Given a set $U$, some finite number ($n\in\mathbb{N}$) subsets $A_i$, and $n$ constants $c_i$, is there a subset $X\subseteq U$ such that $|X\cap A_i|=c_i$ for $i$ ranging all $n$ values?

First we prove that intersection inference is in NP. Suppose we have a solution $X \subseteq U$. In order to verify that $X$ is indeed a solution, we perform the $m$ intersections of $X$ with $A$ and confirm that $|X \cap A_i| = c_i$. Set intersection can be performed (naively) in $O(|X|\cdot|A_i|)$ time, so this process is indeed polynomial and clearly yields the correct answer. Thus intersection inference is in NP.

To prove intersection inference is NP-complete, we will show a reduction from 3-dimensional mapping to the intersection inference problem. With an arbitrary instance of the 3-dimensional mapping problem defined as sets $X, Y, Z, T$ such that $X\cap Y = X\cap Z = Y\cap Z = \varnothing$, $|X|=|Y|=|Z|=n\in\mathbb{N}$ and $T\subseteq X\times Y\times Z$. To reduce this to the intersection inference problem, let $U = T$, and define $\lbrace A_1, A_2, ..., A_n\rbrace$ to be the subsets of triples that contain $x_1, x_2, ..., x_n \in X$ respectively. Define in a similar manner from $n+1$ to $2n$ for $y_i\in Y$ and from $2n+1$ to $3n$ for $z_i\in Z$. Finally define $A_0 = T$. The constraints are $c_0 = n$ and $c_i = 1$ for $i \in \lbrace 1,2,...,n\rbrace$. We can see that to create these subsets takes $O(n^3)$ time in the rather straightforward manner of iterating over $T$'s elements to divvy up the elements into arrays representing $A_i$.

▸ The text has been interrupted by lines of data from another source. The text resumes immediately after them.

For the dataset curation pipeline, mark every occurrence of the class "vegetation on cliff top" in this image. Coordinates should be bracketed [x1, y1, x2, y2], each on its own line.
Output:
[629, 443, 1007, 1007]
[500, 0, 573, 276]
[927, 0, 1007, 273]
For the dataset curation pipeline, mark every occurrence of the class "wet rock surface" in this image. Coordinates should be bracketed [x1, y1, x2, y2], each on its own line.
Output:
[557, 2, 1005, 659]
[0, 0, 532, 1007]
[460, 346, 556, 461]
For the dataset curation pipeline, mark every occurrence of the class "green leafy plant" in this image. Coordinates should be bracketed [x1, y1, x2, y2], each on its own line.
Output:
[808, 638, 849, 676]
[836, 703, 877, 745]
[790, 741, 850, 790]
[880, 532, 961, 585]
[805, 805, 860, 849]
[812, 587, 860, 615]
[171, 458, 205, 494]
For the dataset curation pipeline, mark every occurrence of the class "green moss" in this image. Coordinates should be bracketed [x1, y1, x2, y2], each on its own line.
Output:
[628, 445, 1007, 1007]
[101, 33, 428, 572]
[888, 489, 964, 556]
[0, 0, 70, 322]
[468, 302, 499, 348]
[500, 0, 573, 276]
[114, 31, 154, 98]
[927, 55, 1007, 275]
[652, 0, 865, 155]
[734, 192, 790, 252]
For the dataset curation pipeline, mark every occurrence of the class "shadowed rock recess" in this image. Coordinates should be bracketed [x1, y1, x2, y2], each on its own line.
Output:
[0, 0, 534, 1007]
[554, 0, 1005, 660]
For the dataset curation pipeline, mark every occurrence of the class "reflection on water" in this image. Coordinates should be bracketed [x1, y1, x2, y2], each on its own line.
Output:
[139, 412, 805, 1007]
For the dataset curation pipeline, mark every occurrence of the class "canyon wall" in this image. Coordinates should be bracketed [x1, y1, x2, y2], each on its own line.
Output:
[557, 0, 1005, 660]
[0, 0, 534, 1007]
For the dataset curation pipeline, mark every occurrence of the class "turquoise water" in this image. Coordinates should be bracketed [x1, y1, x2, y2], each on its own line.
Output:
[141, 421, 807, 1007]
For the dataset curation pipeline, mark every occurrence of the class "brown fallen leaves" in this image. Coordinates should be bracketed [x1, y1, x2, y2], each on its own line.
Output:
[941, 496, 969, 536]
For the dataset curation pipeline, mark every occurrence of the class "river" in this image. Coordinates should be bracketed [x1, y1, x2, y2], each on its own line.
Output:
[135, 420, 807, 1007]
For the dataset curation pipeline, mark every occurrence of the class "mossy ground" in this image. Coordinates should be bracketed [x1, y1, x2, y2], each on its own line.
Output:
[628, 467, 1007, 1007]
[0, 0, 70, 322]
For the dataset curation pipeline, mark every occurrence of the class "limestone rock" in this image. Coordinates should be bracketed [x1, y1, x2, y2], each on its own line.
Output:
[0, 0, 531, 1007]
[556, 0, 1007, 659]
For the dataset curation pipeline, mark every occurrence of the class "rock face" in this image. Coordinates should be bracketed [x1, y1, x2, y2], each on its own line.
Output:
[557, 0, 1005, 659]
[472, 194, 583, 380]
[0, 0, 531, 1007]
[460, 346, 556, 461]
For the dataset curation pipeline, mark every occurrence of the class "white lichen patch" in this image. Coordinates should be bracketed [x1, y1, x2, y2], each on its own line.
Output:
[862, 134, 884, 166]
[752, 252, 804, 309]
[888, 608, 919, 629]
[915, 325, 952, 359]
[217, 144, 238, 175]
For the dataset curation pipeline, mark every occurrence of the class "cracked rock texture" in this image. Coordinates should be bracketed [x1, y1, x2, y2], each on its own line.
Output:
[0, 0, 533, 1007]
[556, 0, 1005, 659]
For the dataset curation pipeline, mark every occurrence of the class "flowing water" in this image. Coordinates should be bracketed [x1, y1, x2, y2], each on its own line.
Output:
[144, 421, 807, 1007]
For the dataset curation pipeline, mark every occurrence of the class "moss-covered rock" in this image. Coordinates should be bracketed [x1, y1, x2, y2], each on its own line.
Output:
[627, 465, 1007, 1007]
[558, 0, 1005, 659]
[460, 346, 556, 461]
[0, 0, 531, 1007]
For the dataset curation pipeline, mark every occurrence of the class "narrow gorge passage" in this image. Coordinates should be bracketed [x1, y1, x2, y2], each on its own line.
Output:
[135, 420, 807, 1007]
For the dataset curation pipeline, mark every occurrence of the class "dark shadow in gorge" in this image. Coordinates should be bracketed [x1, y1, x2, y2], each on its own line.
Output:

Through this construction we can see that exactly $n$ triples must match, and only one triple can contain each specific element in $X\cup Y\cup Z$. Thus if there exists a solution to this intersection inference problem, the solution is exactly the $n$ triples that satisfy the 3-dimensional matching problem. If there does not exist a solution, then at least one constraint was not satisfied, meaning at least one element in $X\cup Y\cup Z$ was not covered, or all elements were covered with some redundancies. Thus the reduction is correct and intersection inference is NP-complete because a known NP-complete problem was poly-time reducible to the intersection inference problem which is in NP.